12.04.2012

for heaven's sake.


…& I move in slow motion.
watching the sky fall & trees disappear inside themselves.
wait, I am trembling. this is taking some recollection.
it’s much like familiarizing yourself with a bicycle or
roller skates after years of just trusting your stride.
ok, there they are. all in a pretty row, just where I left
them, just like a firing squad.

people stare. they stare at me. I swear it’s like they know me, but they don’t know me. every single movement that is captured in my peripheral vision somehow oddly resembles a girl waving her arms with them raised above her head. or maybe not a girl, just a whole crowd of people waving their arms above their heads, just to my right & left, just inside my line of sight.
wait, there’s a static hum pulling me out of here &
into the rest of the room. I deduce like a computer.
that’s the record player. vinyl scratch & hiss.
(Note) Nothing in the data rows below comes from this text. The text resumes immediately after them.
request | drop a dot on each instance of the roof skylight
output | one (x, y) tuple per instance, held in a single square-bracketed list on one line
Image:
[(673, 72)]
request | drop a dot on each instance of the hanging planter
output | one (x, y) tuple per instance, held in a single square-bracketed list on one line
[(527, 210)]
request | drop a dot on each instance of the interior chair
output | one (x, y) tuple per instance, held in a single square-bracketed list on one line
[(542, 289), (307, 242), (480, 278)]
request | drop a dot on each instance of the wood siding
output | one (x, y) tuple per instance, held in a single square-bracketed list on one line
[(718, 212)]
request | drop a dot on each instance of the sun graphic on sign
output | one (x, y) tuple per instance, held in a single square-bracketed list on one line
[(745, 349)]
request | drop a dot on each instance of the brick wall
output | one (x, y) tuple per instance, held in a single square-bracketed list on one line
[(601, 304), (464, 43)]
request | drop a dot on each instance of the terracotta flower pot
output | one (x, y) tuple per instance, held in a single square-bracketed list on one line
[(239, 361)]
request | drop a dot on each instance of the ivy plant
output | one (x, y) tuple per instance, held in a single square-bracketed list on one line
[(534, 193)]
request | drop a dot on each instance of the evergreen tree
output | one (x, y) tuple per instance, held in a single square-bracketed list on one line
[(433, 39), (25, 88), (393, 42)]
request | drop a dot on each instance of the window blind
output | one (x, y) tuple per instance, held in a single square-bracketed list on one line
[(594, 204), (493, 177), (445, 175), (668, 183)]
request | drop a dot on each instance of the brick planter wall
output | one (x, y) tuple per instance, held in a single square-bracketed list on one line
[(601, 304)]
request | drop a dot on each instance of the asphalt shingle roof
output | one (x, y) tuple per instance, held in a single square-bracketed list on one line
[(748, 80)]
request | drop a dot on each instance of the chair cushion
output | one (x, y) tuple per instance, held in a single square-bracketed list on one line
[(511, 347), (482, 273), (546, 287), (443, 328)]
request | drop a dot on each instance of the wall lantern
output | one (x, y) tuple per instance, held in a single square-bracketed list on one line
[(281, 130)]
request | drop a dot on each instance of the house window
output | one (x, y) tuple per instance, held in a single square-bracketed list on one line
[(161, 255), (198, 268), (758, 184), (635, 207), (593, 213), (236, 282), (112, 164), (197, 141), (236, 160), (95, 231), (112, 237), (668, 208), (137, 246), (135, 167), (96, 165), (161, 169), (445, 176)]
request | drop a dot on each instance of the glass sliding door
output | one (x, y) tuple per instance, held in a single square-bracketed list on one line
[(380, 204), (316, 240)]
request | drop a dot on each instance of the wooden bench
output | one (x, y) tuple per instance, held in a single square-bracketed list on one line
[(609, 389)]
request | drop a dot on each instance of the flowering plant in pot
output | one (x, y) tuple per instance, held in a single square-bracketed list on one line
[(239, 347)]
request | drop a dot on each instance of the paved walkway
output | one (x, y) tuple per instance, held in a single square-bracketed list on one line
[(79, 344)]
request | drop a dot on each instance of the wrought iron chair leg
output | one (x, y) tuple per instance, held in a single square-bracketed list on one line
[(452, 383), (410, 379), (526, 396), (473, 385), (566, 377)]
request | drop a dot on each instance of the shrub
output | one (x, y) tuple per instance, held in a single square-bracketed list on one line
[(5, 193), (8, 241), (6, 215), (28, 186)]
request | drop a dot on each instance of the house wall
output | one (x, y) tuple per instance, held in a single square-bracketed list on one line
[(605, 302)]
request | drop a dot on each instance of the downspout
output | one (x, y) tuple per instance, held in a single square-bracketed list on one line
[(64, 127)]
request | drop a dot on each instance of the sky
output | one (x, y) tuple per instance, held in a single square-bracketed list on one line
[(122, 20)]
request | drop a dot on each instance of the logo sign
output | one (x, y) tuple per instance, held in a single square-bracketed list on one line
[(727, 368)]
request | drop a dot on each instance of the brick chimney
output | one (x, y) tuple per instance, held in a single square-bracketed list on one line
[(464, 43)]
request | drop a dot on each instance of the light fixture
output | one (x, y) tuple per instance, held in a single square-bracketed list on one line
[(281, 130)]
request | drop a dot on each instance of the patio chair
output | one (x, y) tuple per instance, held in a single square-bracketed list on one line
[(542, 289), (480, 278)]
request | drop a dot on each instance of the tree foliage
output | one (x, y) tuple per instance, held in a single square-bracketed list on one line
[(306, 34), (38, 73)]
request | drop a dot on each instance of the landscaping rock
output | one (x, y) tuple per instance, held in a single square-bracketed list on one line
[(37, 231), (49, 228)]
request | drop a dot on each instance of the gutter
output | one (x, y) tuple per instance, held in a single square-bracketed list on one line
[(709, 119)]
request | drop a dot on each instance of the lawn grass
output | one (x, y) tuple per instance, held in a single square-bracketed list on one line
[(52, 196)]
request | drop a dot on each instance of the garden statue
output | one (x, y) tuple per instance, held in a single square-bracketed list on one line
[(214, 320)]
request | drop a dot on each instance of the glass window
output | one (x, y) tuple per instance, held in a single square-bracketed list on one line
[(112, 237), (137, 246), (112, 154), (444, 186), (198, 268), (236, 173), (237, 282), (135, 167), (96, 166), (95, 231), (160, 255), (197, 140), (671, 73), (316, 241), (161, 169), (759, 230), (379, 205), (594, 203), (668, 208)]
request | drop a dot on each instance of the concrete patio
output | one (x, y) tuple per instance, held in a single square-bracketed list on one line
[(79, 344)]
I need
to turn the record over. stand & do so.

but, in front of me. it’s clear. the clouds have soaked into the rivers & lawns. buildings all fell down. trees disappeared into themselves, like I said. & there is a door
& a shadow, standing above the line where everything started & only went up. we called it the horizon. some strange fixed point in our world where everything that had a beginning, began.
wait, I’m steering this wrong.
no, I like it.
the metaphor has simply crescendo’d a bit
& they’ll go there…if not, I will, so do it.
do it still.

hey, you’re wasting time.
that door leads to another door, which leads to another door. doors I will open for the rest of my life. that shadow stands outside every door. looks at me, watches me, knows me, goes through with me. that shadow is you. & that makes me extremely vulnerable. extremely naked. extremely at risk. extremely fulfilled. extremely where I want to be. & I’ll keep opening doors. seeing you on the other side of each. wondering if i always will but knowing that certainly, of course I will. end slow motion.
& the metaphor ends.
you always do that.
it works for me, works for them, it’s how I am.
honest.
it has to be real. everything.
or even I won’t believe it.
& I always end up believing it.
funny how you look so different than me.
interesting, mathematical, genius.
it’s the reason I don’t ask questions & the reason all
those people waving their arms over there will
never get my attention or understand why not?